Directors: Jon Hurwitz, Hayden Schlossberg
Actors: John Cho, Kal Penn, Rob Corddry, Jack Conley, Roger Bart, Neil Patrick Harris, Danneel Harris, Eric Winter, Paula Garces, Jon Reep, Missi Pyle, Mark Munoz, James Adomian, Beverly D’Angelo, Echo Valley, Ava Santana, Chantel Silvain, Courtney Shay Young, Crystal Mantecon, Katheryn Ryce, Reverend Clyde Stanky, Todd Voltz, Richard Christy, Adam Herschman, Jackson Beals, Amir Talai, Kristen de Nes, Mark Turner, Randal Reeder, David Krumholtz, Eddie Kaye Thomas, Ed Helms, Errol Sitahal, Clyde Kusatsu, Mary Deese, Juli Erickson, Kelvin Payton, Ron Fagin, Frank Mondaruli, D’Anthony Palms, Lester “Rasta” Speight, Hugo Perez, Colton Gramm, Patrick Michael Carney, Jason Konopisos, Chris Warner, Carsten Lorenz, Angus Sutherland, Marisa Rodriquez, Claudia Pena, Rob Andristplourde
Running Time: 100mins
Consumer Advice: Contains strong sex references, nudity and drug use
America’s favorite buds, Harold Lee and Kumar Patel, return to the big screen in Harold & Kumar Escape from Guantanamo Bay.
While the 2004 film Harold And Kumar Get The Munchies charted the pair’s exploits on a hilariously arduous journey to a White Castle restaurant in New Jersey, writers/directors Jon Hurwitz and Hayden Schlossberg (screenwriters of the original film) use a grander canvas for Harold & Kumar Escape from Guantanamo Bay.
We pick up with Harold (John Cho) and Kumar (Kal Penn) right where we left them – in their apartment after they’ve successfully completed their White Castle quest. It’s only an hour or two later, and the guys are preparing for an epic adventure to Amsterdam so that Harold can win the heart of his crush, Maria.
At the airport, Kumar runs into his ex-girlfriend, Vanessa (Danneel Harris), and he’s shocked to discover she’s about to get married.
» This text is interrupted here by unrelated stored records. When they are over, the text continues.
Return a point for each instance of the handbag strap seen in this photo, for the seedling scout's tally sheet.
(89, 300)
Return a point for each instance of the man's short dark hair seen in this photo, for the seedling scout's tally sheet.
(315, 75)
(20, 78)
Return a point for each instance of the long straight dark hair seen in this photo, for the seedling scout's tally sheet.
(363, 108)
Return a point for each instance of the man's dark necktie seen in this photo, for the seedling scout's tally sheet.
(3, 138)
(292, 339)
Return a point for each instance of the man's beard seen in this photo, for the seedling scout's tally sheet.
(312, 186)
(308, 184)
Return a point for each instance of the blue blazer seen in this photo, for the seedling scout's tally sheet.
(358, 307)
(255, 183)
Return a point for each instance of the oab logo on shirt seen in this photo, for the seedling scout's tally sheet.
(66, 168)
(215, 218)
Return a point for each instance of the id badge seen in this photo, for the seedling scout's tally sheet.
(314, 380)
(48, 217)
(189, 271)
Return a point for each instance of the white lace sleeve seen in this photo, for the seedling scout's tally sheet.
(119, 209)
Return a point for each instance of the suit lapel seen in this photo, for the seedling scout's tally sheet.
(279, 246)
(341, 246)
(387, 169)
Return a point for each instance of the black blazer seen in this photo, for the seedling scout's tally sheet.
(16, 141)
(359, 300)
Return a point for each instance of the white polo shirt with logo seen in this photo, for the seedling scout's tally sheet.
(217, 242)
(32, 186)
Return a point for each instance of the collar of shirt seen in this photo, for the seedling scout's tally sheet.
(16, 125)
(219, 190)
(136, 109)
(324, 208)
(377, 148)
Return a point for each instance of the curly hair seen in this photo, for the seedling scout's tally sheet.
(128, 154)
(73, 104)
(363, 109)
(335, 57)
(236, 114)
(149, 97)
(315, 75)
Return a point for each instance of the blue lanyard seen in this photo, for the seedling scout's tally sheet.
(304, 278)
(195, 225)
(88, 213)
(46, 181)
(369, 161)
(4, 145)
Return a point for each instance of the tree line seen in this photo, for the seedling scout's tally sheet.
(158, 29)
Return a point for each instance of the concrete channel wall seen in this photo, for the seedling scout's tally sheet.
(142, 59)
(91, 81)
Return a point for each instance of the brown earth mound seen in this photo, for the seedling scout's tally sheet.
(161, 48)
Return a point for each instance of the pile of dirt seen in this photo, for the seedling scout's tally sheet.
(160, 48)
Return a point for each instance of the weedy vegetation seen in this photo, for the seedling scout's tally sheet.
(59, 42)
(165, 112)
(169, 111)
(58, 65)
Before they even get on the plane, Kumar threatens to botch the mission by mixing it up with airport security personnel, insisting on protesting a random search. Though they do make it onto the plane, Kumar, as fans of the first film won’t be surprised or disappointed to find out, eventually succeeds in getting them into more trouble than they bargained for. Unable to wait six hours to get to Amsterdam, Kumar takes a home-made “smokeless bong” into the airplane bathroom. Turbulence strikes, the bathroom door swings open, the bong’s mistaken for a bomb, and the guys are mistaken for terrorists.
The plane is turned around and the guys are detained in Guantanamo Bay. If you don’t immediately connect the idea of laughter with the idea of Gitmo, get ready for Hurwitz and Schlossberg’s treatment of it.
Harold & Kumar Escape from Guantanamo Bay offers all the things audiences loved about Harold And Kumar Get The Munchies, only bigger and better. Echoing Harold’s escape from jail in Harold And Kumar Get The Munchies, this time both guys escape detention in Guantanamo Bay. The quests Harold and Kumar undertake in each film are similarly proportional. In Harold And Kumar Get The Munchies, Harold and Kumar endured an endless slew of obstacles in search of the perfect remedy for their case of the munchies. In Harold & Kumar Escape from Guantanamo Bay, they undertake an even more obstacle-laden journey, but instead of a snack, they’re seeking to clear their names of the charges that they’re terrorists and secure their freedom.
Their plan for accomplishing this involves a journey from Guantanamo Bay to Miami to Texas, to Vanessa’s wedding to seek help from her fiancé, a politically connected friend of Harold’s with ties to one of America’s most powerful and prominent political families. It’s an epic journey not easily carried out, and along the way they encounter the Ku Klux Klan, an inbred Cyclops baby, and – once again – Neil Patrick Harris.
Hot on their heels is Deputy Chief of Homeland Security Ron Fox (Rob Corddry), for whom simply hearing Harold and Kumar are suspected terrorists is enough to convict and imprison them.
Still, with all of what’s at stake, the irrepressible Kumar is firm in his commitment to enjoying whatever journey he’s on. Between this proclivity and his desire to break up the wedding of Vanessa, who he realizes is the one that got away, even though he dumped her for fear of things getting to serious, Kumar once again pushes the limits of Harold’s friendship, patience and sanity. But whatever doesn’t kill their friendship will make it stronger.
John Cho (American Pie trilogy, the upcoming Star Trek) and Kal Penn (The Namesake, TV’s “House”) lead an accomplished cast that is peppered with a slew of hilarious cameos, including some recurring cast members from Harold And Kumar Get The Munchies.